The album drives from massive climax to dynamic crescendo, with the full emotional weight of the strings soaring over the electronic rhythms. “Part III” begins like it’s going to be a pastoral respite, before launching into sequencer grooves that build and build toward an orgasmic finish. That’s another thing: Prequell’s compositions rarely fade or dissolve but drop you off at a peak into the silence before the next part.
“Part VI” is an elegiac electro-bolero with a “Pachelbel Canon”-like phrase soaring over it, before leading into the clangorous percussion of “Part IV,” which sounds neither orchestral nor electronic, but constructed of found sounds, trash cans, and metal fragments. I don’t know if those are the sources, but that’s what it sounds like.

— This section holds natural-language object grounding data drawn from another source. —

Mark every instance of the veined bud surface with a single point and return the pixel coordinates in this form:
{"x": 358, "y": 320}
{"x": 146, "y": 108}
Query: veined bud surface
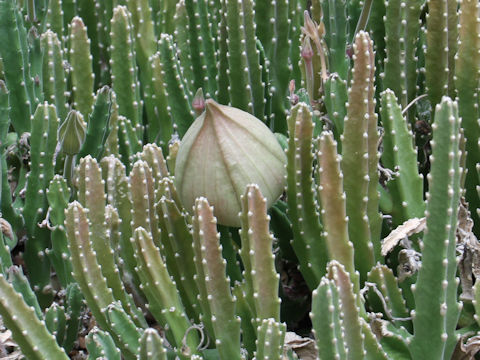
{"x": 71, "y": 133}
{"x": 223, "y": 151}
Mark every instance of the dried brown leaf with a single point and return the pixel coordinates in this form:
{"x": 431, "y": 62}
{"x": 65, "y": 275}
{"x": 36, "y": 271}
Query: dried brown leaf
{"x": 408, "y": 228}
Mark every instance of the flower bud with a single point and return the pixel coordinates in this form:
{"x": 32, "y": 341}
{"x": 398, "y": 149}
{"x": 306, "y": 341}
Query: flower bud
{"x": 71, "y": 134}
{"x": 223, "y": 151}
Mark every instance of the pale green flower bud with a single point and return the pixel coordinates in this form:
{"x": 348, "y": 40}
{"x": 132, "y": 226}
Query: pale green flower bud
{"x": 223, "y": 151}
{"x": 71, "y": 134}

The album’s 15 tracks are mostly instrumental, but there are also five powerful vocal performances, beginning with “Part XIV,” featuring Rae Morris. It’s is an electro-power ballad with Morris calling out across dark, serrated bass notes and spiraling symphonic strings. “Part VII” is a more romantic ballad with vocals from Teddy Sinclair of the band Cruel Youth and she delivers this emotional song with emotional clarity including some anguished vocalese toward the end. Claire Laffut, Fyfe and Shy Girls also over strong performances that move right into the orchestral flow of the album.
With The Future Comes Before, Prequell has created a 21st century symphony with the drive and melodic invention of cinematic orchestral music, and weds it to electronic aesthetics for a ride that is, like a great action film, never less than riveting.
Special Note for CD of the Month Club members:
There is no physical version of The Future Comes Before for sale, however, CD of the Month Club Members are receiving a very limited edition CD of which only a few hundred were pressed.